Liechtenstein-based VP Bank, which specializes in asset management, investment advisory, and wealth planning, will tokenize physical artworks in collaboration with ArtMeta, a metaverse project focused on fine arts.
The deal builds on VP Bank’s ongoing interest in physical asset tokenization. Last year, the bank tokenized its first work of art, a postwar painting the bank hasn’t revealed due to “privacy reasons for a client.” It must have gone well, though, because in May, they followed up by tokenizing a vintage Audemars Piguet watch.
Friendly laws and eager clients
VP Bank’s tokenization spree is courtesy of Liechtenstein’s TVTG law, also known as the Blockchain Act, which provides a legal framework for token issuance. Under the TVTG, tokens can carry all types of rights, including ownership, patents, and trademarks.
New emissions need to be approved by Liechtenstein’s Financial Market Authority (FMA), which enforces client protection measures and anti-money laundering (AML) laws. The Blockchain Act, which Adrian Hasler, the country’s prime minister at the time, called “an essential element of the government's financial market strategy,” came into effect in 2020.
Hasler wasn’t exaggerating.

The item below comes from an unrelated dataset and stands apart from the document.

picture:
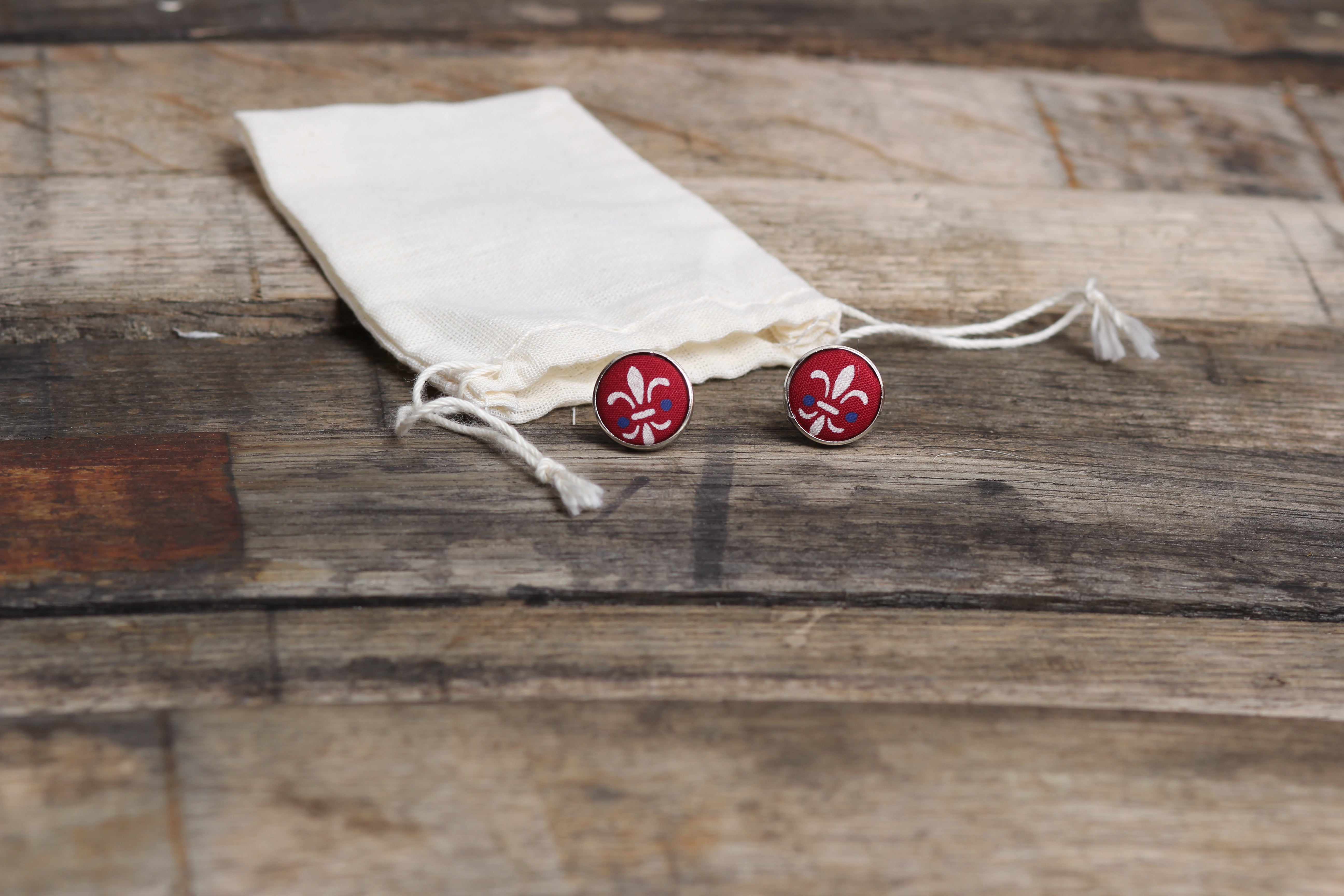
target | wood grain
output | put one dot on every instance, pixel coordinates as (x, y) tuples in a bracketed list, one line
[(116, 504), (564, 652), (694, 115), (914, 253), (1202, 484), (764, 799), (85, 808)]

TradFi increasingly sees tokenization as an opportunity to leverage blockchain technologies while sticking to mainstream finance standards, especially in jurisdictions with clear regulations.
According to VP Bank, customers are enthusiastic, too. “Surveys of our key clients about tokenization services show that there is overwhelming interest in digitizing collectible items,” Thomas von Hohenhau, Head of Client Solutions at VP Bank, said when the company celebrated the fractionalization of the Audemars Piguet.

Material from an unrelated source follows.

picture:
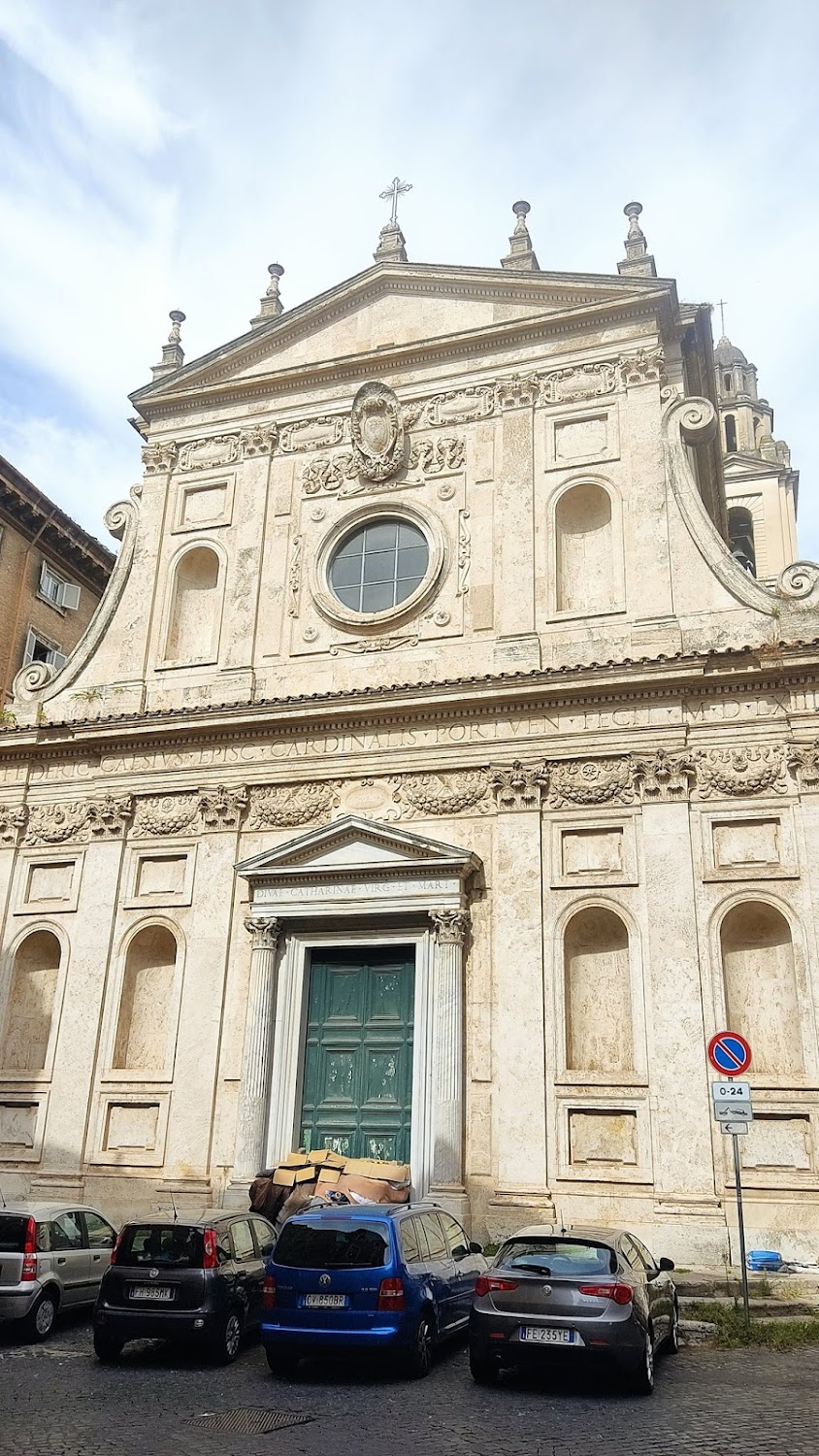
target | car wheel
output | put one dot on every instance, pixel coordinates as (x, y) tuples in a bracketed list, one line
[(483, 1369), (40, 1321), (107, 1347), (285, 1368), (227, 1340), (643, 1379), (672, 1342), (419, 1357)]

A similar initiative was recently put forward by the Warsaw Stock Exchange (WSE) in partnership with Polish online fine arts platform ArtInfo.pl. Focused on high-value physical artworks, the WSE’s program is expected to fractionalize its first asset toward the end of the year. Meanwhile, Zurich-based crypto bank Sygnum has successfully tokenized the ownership of Pablo Picasso’s Fillette au béret, and even an NFT, CryptoPunk #6808.
Andy Warhol served twice
The bank will also collaborate with ArtMeta to digitize high-value art collections and display them in the ArtMeta metaverse, whose first district, a floating digital island called Tchan-Zâca, was revealed last month at Art Basel in Basel, Switzerland.

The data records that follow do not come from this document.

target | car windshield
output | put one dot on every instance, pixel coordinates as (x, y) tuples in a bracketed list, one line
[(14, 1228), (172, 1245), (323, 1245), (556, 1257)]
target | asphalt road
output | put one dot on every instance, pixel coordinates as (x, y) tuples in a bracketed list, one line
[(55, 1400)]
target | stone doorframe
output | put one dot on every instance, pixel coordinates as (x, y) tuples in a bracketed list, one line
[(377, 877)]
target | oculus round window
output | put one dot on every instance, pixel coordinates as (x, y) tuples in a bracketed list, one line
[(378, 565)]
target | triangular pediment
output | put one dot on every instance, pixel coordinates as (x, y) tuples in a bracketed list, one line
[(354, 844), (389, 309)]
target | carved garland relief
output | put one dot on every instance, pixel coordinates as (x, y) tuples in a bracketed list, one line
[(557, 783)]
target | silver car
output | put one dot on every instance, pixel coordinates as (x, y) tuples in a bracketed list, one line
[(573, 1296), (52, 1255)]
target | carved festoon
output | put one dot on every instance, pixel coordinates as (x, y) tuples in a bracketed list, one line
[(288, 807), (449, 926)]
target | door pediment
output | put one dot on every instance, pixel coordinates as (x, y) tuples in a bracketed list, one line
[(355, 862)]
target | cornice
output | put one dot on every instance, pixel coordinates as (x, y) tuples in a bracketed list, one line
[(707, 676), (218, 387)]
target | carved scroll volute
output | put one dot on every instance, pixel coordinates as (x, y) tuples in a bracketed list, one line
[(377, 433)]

The highlight of the event, Andy Warhol’s Silver and Blue Marilyn, which guests saw in both physical and digitized form, came from VP Bank’s private collection. Under the partnership with VP Bank, Silver and Blue Marilyn will be tokenized and featured as part of ArtMeta’s NFT offering.
More blockchain-based art doesn’t equal more Bitcoin
The deal underscores the role fine arts can play in the integration between mainstream finance and crypto, with both established and emerging artists poised to benefit from blockchain-based technologies, and TradFi eager to lay claim to another trend in the art market.
One reason why both sides are watching the alliance so closely is that it carries the potential for opening up fine arts to a lot more investors. Both metaverse-based art galleries and fractionalization of physical art lower the entry bar for those with fewer opportunities to experience art in the real world or acquire expensive artworks on a market that’s famously difficult to navigate.
“Tokenization will change the art market completely,” said Hannes Schmid, a photographer whose work was tokenized by VP Bank. “Traditional art trading will shrink, multiple owners of one artwork will be the future,” he added.
Soon enough, other real-world assets could follow suit. What remains to be seen is whether a wider access to tokenization eclipses or strengthens cryptocurrencies. If tokens issued on a centralized blockchain become more widely used than Bitcoin, the crypto community might not be happy. But that landscape hasn’t been painted yet.